The soldier stared quietly at him, a curious, dark look in his eyes as he watched the bloodied and bruised man. “Like now?”

Cian simply chuckled under his breath, shaking his head. “No. Worse. ‘ Measc do chuid fola le do chuid ainmhithe. Foghlaim do cheacht.’ Do you understand what that means?”

The soldier shook his head, ignoring the quiet sigh of his comrades behind him. “No,” he said, a light Scottish accent in his deep voice, “I don’t know.”

Cian smiled softly, cracks echoing through the empty room as he twists his neck to wipe the dripping blood on his forehead onto his shoulder. “‘Mix your blood with your animals’. Learn your lesson.’ He thought that me being forced to kill my animals, my hard work, would make me more obedient.”

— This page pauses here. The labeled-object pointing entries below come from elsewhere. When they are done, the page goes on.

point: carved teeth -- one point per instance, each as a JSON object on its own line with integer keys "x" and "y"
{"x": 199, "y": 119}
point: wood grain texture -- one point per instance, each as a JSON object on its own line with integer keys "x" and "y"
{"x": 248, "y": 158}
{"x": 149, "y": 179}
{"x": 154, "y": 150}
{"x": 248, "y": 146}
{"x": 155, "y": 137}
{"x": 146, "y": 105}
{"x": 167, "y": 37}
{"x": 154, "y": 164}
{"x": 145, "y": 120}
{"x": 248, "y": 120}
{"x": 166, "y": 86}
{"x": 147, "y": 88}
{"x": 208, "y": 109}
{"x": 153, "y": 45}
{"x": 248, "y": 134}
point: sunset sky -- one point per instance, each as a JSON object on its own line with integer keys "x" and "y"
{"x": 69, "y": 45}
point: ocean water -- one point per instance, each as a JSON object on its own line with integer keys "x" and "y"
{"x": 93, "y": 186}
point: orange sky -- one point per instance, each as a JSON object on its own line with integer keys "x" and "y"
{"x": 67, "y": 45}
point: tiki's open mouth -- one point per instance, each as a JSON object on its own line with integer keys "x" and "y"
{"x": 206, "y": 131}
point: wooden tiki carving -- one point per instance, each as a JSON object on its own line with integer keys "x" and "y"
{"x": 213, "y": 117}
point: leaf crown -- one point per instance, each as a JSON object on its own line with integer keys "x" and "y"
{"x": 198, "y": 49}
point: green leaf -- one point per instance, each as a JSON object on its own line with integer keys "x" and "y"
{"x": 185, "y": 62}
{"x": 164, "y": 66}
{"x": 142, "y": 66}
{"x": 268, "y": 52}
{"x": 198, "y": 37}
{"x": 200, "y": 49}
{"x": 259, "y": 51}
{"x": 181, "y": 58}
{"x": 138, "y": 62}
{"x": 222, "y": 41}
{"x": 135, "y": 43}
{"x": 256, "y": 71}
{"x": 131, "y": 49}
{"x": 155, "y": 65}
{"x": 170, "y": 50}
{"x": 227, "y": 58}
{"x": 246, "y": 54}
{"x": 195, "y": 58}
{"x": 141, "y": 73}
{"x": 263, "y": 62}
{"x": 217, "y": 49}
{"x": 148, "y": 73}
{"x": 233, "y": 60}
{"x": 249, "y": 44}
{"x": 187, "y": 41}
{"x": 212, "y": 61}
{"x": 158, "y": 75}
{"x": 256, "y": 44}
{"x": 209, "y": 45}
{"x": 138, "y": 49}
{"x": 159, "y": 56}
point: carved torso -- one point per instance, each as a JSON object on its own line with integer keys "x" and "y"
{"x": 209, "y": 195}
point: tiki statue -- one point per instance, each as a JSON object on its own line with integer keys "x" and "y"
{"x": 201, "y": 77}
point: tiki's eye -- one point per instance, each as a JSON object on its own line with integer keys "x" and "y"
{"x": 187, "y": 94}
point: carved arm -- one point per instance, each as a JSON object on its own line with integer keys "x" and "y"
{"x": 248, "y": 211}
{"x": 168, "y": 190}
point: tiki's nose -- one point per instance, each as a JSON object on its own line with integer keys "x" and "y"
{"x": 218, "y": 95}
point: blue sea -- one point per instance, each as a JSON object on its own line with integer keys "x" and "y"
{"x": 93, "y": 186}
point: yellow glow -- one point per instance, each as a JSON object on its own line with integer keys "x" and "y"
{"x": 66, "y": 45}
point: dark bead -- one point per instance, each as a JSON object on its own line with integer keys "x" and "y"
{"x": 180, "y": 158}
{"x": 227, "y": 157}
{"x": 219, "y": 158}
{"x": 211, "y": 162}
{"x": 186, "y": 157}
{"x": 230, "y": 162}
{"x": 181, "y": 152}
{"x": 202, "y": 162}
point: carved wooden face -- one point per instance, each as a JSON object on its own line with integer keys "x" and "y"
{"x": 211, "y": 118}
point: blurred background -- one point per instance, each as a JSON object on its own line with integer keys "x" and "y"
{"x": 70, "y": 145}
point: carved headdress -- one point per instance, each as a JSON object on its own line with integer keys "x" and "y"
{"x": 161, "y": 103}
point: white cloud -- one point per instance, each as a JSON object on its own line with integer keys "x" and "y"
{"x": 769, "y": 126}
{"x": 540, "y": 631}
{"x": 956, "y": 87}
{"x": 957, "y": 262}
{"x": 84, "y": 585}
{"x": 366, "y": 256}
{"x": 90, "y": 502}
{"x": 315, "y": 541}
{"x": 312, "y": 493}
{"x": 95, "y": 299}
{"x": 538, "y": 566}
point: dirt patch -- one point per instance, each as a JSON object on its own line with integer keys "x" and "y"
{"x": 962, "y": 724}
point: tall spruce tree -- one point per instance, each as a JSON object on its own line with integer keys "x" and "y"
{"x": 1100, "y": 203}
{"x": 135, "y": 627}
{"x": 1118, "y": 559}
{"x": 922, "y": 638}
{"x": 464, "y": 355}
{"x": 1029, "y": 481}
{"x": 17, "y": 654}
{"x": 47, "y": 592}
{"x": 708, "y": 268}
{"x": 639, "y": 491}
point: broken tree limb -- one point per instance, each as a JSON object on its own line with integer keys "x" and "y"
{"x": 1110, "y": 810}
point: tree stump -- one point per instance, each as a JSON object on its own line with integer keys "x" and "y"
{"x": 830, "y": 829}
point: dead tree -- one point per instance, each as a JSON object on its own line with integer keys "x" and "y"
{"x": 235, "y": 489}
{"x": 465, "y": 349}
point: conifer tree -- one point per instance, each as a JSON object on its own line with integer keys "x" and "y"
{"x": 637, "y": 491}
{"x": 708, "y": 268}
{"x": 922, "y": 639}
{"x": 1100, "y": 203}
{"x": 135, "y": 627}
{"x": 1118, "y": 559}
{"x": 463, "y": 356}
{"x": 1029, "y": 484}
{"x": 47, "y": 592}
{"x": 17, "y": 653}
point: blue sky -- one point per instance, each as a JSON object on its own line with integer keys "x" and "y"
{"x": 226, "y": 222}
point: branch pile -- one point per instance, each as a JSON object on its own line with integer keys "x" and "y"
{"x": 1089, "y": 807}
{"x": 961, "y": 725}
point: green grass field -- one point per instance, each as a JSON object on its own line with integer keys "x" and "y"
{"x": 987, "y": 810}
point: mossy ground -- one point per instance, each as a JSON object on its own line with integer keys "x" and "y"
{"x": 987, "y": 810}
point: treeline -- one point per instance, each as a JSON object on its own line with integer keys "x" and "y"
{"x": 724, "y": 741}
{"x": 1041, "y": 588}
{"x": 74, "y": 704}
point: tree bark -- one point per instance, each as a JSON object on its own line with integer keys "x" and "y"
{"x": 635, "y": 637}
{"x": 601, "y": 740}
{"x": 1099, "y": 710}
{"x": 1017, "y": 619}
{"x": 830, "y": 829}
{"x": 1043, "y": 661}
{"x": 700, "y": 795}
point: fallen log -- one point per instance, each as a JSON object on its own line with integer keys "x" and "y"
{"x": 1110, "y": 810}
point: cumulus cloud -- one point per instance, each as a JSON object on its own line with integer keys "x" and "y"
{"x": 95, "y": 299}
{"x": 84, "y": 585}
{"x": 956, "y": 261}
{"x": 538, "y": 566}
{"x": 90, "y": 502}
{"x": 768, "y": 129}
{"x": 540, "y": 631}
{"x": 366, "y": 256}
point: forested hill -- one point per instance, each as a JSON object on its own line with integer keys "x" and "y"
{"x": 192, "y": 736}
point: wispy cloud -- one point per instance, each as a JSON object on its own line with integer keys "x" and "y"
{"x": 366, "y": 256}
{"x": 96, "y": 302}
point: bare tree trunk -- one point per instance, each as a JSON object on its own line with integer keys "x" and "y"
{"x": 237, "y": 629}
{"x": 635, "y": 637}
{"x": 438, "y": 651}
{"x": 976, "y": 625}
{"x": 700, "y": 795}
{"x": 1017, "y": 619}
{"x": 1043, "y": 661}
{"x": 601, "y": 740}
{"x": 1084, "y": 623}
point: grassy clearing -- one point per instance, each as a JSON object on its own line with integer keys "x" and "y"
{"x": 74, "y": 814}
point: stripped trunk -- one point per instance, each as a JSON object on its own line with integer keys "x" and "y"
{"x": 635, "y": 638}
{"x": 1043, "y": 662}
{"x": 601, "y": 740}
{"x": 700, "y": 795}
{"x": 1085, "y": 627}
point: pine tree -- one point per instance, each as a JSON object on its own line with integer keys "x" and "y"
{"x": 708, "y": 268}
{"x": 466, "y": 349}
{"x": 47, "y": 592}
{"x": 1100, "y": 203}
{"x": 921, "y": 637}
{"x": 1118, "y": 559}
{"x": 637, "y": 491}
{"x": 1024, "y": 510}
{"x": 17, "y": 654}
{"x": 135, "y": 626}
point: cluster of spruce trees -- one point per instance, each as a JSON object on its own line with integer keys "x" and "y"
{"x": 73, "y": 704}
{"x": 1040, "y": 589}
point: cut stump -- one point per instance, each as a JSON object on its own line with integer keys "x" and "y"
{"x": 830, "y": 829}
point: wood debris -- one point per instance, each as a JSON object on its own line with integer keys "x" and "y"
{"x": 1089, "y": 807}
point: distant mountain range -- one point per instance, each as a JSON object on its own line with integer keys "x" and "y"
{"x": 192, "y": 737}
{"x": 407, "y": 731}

“It didn’t, though,” the soldier interrupted, holding out that old photo again. “Not with how ye got involved with Russians mobsters.”

The soldier looked at Cian with a look of quiet disgust, his short mohawk caked in grass and dried mud, light cuts littering the exposed expanse of his skin. His blue eyes were stormy like the waves of the North Sea, threatening death and violence to all who were not of his, those who did not already live in his heart, those who were not accustomed to his chaos. 

The man behind him was no better, the dusty skull mask and piercing eyes making the abnormally large man seem more like an oversized guard dog rather than a full-fledged soldier. ‘ Perhaps he’s a rookie’, Cian would ruefully think.